Search code examples
databaseamazon-web-servicesaws-glueaws-glue-data-catalog

Adding comments to database columns and retrieving from AWS Glue


I'm trying to incorporate a AWS GLUE Data Catalog to my Data Lake I'm building out. I'm using a few different databases and would like to add COMMENTS to columns in a few of these tables. These databases include Redshift and MySql. I usually add the comments to the column by doing something along the lines of

COMMENT ON COLUMN table.column_name IS 'This is the comment';

Now i know that Glue has a comment field that shows in the GUI. Is there a way to sync the comment field in Glue with the comments I add to the columns in a DB?


Solution

  • In order to update some meta information about a table that has been defined in AWS Glue Data Catalog, you would need to use a combination of get_table() and update_table() methods with boto3 for example .

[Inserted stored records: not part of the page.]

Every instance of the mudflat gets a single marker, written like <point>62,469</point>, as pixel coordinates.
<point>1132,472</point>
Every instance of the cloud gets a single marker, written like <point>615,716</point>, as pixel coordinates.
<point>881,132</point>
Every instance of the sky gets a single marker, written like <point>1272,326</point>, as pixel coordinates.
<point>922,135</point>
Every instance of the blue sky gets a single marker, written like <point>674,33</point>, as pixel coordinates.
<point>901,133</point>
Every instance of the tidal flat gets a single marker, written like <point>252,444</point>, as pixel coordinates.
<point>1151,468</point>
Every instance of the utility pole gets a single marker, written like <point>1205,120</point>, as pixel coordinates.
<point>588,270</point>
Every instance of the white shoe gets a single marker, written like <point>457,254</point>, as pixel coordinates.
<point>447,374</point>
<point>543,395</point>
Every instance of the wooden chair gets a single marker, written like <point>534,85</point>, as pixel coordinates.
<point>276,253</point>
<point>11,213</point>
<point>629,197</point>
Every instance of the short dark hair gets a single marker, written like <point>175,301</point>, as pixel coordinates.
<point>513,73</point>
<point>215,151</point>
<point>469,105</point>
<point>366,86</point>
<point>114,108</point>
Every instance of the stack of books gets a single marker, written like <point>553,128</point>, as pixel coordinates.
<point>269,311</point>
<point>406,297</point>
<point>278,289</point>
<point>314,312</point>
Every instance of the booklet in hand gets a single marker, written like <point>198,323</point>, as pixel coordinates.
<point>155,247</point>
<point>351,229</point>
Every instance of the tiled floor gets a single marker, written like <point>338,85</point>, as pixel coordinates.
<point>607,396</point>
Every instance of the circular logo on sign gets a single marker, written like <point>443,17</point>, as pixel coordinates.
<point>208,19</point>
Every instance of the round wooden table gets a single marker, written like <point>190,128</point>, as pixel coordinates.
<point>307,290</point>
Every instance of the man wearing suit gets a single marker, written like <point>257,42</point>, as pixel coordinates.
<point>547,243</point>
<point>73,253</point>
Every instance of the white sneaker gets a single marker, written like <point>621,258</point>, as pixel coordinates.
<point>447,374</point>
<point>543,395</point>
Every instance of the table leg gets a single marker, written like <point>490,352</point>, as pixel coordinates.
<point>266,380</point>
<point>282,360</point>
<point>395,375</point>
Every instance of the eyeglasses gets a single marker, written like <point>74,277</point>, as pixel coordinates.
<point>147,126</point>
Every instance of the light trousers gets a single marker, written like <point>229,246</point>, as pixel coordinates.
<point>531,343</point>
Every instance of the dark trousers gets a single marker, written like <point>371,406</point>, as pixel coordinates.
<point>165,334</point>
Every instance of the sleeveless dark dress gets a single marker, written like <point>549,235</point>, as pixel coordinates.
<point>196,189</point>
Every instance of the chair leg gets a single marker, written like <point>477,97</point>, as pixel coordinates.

    Here is the most naive approach to do that:

    import boto3
    from pprint import pprint
    
    glue_client = boto3.client('glue')
    
    database_name = "__SOME_DATABASE__"
    table_name = "__SOME_TABLE__"
    
    response = glue_client.get_table(
        DatabaseName=database_name,
        Name=table_name
    )
    original_table = response['Table']
    

    Here original_table adheres response syntax defined by get_table(). However, we need to remove some fields from it so it would pass validation when we use update_table(). List of allowed keys could be obtained by passing original_table directly to update_table() without any chagnes

    allowed_keys = [
        "Name",
        "Description",
        "Owner",
        "LastAccessTime",
        "LastAnalyzedTime",
        "Retention",
        "StorageDescriptor",
        "PartitionKeys",
        "ViewOriginalText",
        "ViewExpandedText",
        "TableType",
        "Parameters"
    ]
    updated_table = dict()
    for key in allowed_keys:
        if key in original_table:
            updated_table[key] = original_table[key]
    

    For simplicity sake, we will change comment of the very first column from the table

    new_comment = "Foo Bar"
    updated_table['StorageDescriptor']['Columns'][0]['Comment'] = new_comment
    
    response = glue_client.update_table(
        DatabaseName=database_name,
        TableInput=updated_table
    )
    
    pprint(response)
    

    Obviously, if you want to add a comment to a specific column you would need to extend this to

    new_comment = "Targeted Foo Bar"
    target_column_name = "__SOME_COLUMN_NAME__"
    for col in updated_table['StorageDescriptor']['Columns']:
        if col['Name'] == target_column_name:
            col['Comment'] = new_comment
    
    response = glue_client.update_table(
        DatabaseName=database_name,
        TableInput=updated_table
    )
    
    pprint(response)